Gone Baby Gone, Ben Affleck’s directorial debut, is the sort of feature able to rescue a career in tailspin. It neatly turned around many perceptions of Affleck. Where once stood a bruised pretty boy who needed to fire his agent and suck it up in a couple of decent supporting roles, we suddenly had an honest to god artist, a guy who could put together a tight thriller with a hell of a moral kick, all while keeping an attentive eye on place and character and performance.
So what could he do for an encore?
As it turns out, more of the same. Chuck Hogan’s novel Prince of Thieves has nothing to do with any great Brian Blessed movie; it is instead the story of a bank robber from Charlestown, MA who falls for the female manager of his most recent heist locale. It’s got the moral quandary, the Boston setting and one of the Affleck brothers starring, though this time it’ll be Ben himself. To avoid confusion, the film will be titled The Town. Adrian Lyne was once set to direct; in addition to taking over directorial duties, Affleck is rewriting the latest draft by Peter Craig and Chuck Hogan.

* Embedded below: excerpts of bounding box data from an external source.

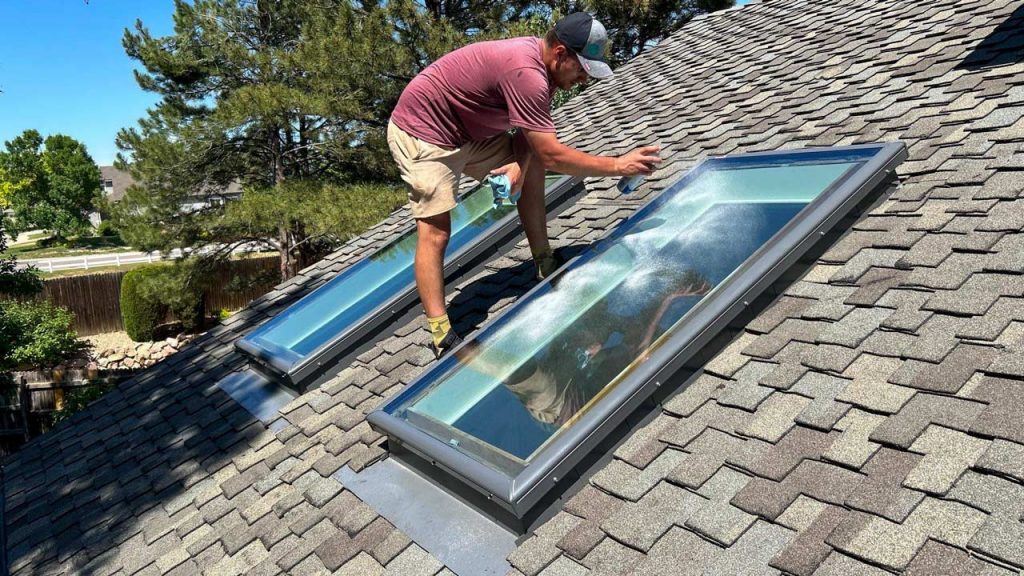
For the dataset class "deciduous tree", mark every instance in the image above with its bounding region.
[0,130,100,239]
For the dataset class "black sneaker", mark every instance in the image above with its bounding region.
[430,330,462,359]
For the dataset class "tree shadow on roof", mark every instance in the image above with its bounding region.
[3,323,266,575]
[956,6,1024,70]
[449,244,590,337]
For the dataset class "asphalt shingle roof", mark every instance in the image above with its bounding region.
[4,0,1024,576]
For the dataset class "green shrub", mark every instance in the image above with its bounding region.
[121,264,167,342]
[121,261,206,341]
[96,220,121,238]
[0,300,79,368]
[53,380,115,424]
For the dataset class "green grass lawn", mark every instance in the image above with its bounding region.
[4,236,134,259]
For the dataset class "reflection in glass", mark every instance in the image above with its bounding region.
[392,158,859,474]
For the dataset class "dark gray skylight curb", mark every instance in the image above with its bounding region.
[367,142,907,518]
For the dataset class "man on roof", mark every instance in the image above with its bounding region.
[387,12,660,358]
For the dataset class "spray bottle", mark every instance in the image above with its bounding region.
[484,174,519,208]
[615,174,643,194]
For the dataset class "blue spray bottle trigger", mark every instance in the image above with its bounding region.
[485,174,519,208]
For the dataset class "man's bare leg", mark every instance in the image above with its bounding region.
[516,157,548,254]
[414,212,452,346]
[516,163,557,279]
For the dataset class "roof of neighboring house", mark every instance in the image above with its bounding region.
[99,166,135,202]
[99,166,242,202]
[4,0,1024,576]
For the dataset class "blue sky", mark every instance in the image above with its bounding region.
[0,0,750,165]
[0,0,174,165]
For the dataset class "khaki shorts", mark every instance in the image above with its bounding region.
[387,122,515,218]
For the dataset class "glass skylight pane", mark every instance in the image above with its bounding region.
[242,176,563,379]
[385,152,871,476]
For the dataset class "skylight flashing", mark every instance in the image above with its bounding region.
[368,143,906,518]
[236,175,580,388]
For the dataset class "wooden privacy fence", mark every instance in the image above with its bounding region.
[27,256,279,336]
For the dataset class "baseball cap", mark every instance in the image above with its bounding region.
[555,12,611,79]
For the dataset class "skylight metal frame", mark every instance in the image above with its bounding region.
[234,175,582,389]
[367,141,907,519]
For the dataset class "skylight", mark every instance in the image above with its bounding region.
[236,176,574,386]
[369,143,905,517]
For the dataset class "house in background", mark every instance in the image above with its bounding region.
[6,0,1024,576]
[99,166,242,211]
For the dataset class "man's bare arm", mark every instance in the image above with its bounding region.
[520,129,662,176]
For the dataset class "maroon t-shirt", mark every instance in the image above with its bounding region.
[391,37,555,147]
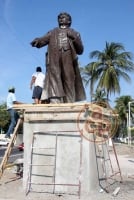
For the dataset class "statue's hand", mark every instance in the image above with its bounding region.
[30,39,38,47]
[67,31,76,40]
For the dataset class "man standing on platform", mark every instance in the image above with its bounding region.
[5,87,22,139]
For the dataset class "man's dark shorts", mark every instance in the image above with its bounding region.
[32,86,42,99]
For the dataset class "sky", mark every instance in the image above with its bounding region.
[0,0,134,106]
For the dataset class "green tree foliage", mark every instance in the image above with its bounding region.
[81,42,134,99]
[115,96,134,136]
[0,103,10,131]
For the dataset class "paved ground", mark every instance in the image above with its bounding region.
[0,144,134,200]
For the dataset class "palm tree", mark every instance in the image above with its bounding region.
[115,96,134,138]
[82,42,134,99]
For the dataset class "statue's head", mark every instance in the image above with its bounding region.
[58,12,72,28]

Charlestown is just as characteristically Boston a location as Dorchester, the setting for much of Gone Baby Gone. While Dorchester is south of the city proper, Charlestown is a bizarre microcosm tenuously connected to working class East Somerville and the Italian North End, but mostly cut off from everything by a conspiracy of rivers (the Charles and Mystic), interstates and trainyards. It has housed both the Irish Mob and rich stockbrokers. High priced condos butt up against an old Navy yard, warehouses and blue collar families. It’s an amazing setting that a few films (Blown Away, The Departed, and more prominently Ted Demme’s Monument Ave.) have used, but after what Affleck did in his debut, I can see the town coming to life on screen.
Even so, I’m slightly disappointed to see Affleck staying so close to his previous film. Not that it has to be a bad thing; no one rails against Dennis Lehane for setting novel after novel in Boston, and no one would ever sling shit at Scorsese for exploring New York one more time. But I always want to see people try new things instead of just staying with what works. This time, at least, Ben Affleck has the full benefit of the doubt, and if he wants to direct in Boston for the rest of his life, I can probably be convinced to watch it.